The North Face Vario 33
I purchased this tent because my girlfriend at the…
Design: 1 season tent that will work for 3+
Ease of Setup: A child could do it in 2 min
Weight: under 4 lbs
Price Paid: $350
I purchased this tent because my girlfriend at the time and I became dog owners and needed a tent that would hold us, our dog and survive 3+ season camping in the Canadian Rockies. We used it a few times in perfect weather while backpacking and were in general very happy with the ease of set up, the taut walls and the living space. Our dog (a hyperactive husky cross) was even OK with it.
Coincidentally I needed a tent for a 5-day summer mountaineering trip to the remote Brazeau Icefield in Jasper National Park and considering my only other tent is a heavy winter bombshelter, I elected to bring the Vario and hope for nice weather...what a nice thought.
Our first day was pleasant as we followed the discontinuous games trails and flood plains leading to the icefield. As we set up our camp on an exposed ridge next to the snout of the glacier at about 9500 feet it started to snow lightly.

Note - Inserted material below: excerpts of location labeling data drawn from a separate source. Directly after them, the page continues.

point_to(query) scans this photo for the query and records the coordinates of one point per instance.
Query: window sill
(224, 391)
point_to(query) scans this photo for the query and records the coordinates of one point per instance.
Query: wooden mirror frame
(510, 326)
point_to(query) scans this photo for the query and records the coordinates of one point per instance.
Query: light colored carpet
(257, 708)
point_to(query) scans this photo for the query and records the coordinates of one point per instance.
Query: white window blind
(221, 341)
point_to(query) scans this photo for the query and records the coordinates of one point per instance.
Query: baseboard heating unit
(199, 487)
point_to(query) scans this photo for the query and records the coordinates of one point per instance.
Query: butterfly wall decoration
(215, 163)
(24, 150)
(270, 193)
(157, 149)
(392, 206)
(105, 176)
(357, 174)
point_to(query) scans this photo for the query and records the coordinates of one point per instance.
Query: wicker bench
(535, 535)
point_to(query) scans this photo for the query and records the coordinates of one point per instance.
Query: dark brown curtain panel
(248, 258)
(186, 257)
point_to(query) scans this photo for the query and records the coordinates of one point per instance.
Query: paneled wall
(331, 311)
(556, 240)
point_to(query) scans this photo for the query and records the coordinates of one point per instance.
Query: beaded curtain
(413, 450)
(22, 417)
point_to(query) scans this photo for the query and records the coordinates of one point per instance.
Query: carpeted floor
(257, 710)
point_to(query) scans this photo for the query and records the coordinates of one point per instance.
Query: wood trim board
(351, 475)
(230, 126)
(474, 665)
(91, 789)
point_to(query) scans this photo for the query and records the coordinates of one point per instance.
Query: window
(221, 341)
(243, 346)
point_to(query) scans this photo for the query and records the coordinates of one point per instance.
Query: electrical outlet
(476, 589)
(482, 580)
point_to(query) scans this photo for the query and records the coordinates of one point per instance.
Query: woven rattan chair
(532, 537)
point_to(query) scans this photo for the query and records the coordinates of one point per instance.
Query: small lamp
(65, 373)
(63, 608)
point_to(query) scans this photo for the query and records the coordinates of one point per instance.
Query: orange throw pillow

For 2 days it snowed and as Mike and I sat in our little "1 season" tent while the maelstrom erupted outside we were surprisingly dry and very comfortable, stable and quiet while guyed down the tent performed wonderfully.
During dinner the first night (cooked in the vestibule) the other two members of our team were suffering in the latest BD single wall bivy tent so we invited them in for a round of cards, enormous talk and scotch tasting. This theme continued for the next days! 4 in a tent made for 3, sitting round very comfy like.
We left the Brazeau with nothing but fond memories of hanging out in the Vario yukking it up, eating and drinking.
Buy this thing.
TNF says 3 person, but this is REALLY a 2 person tent…
Design: three season, free standing except vestibule
Ease of Setup: great - exterior poles with simple clips
Weight: 5 pounds actual weight
Price Paid: $339
TNF says 3 person, but this is REALLY a 2 person tent with room for gear. At 5 pounds (measured weight) it's still light and surprisingly sturdy in the wind (if you guy it out properly). The cross-pole at the top forms 'eaves' so you can leave the tops of both doors open even in pouring rain - VERY COOL feature. With two side doors and vestibules, it's a hybrid between a single-walltent (on the ends) and a classic double-wall tent (most of the roof and both sides). The eaves cause the vestibule to have limited headroom, but there's room for a cannister stove if you're careful.
In hot weather, being able to completely roll back both sides while still having bug screens and shade from the eaves is fabulous. In blowing snow (or dust, as I just found out) the lack of a fabric cover for the screen portions can let spindrift in - a common problem with today's 3 season tents.
So far I've only used it on snow and in the desert, but with all the roof vents I can't imagine condensation will be any problem at all.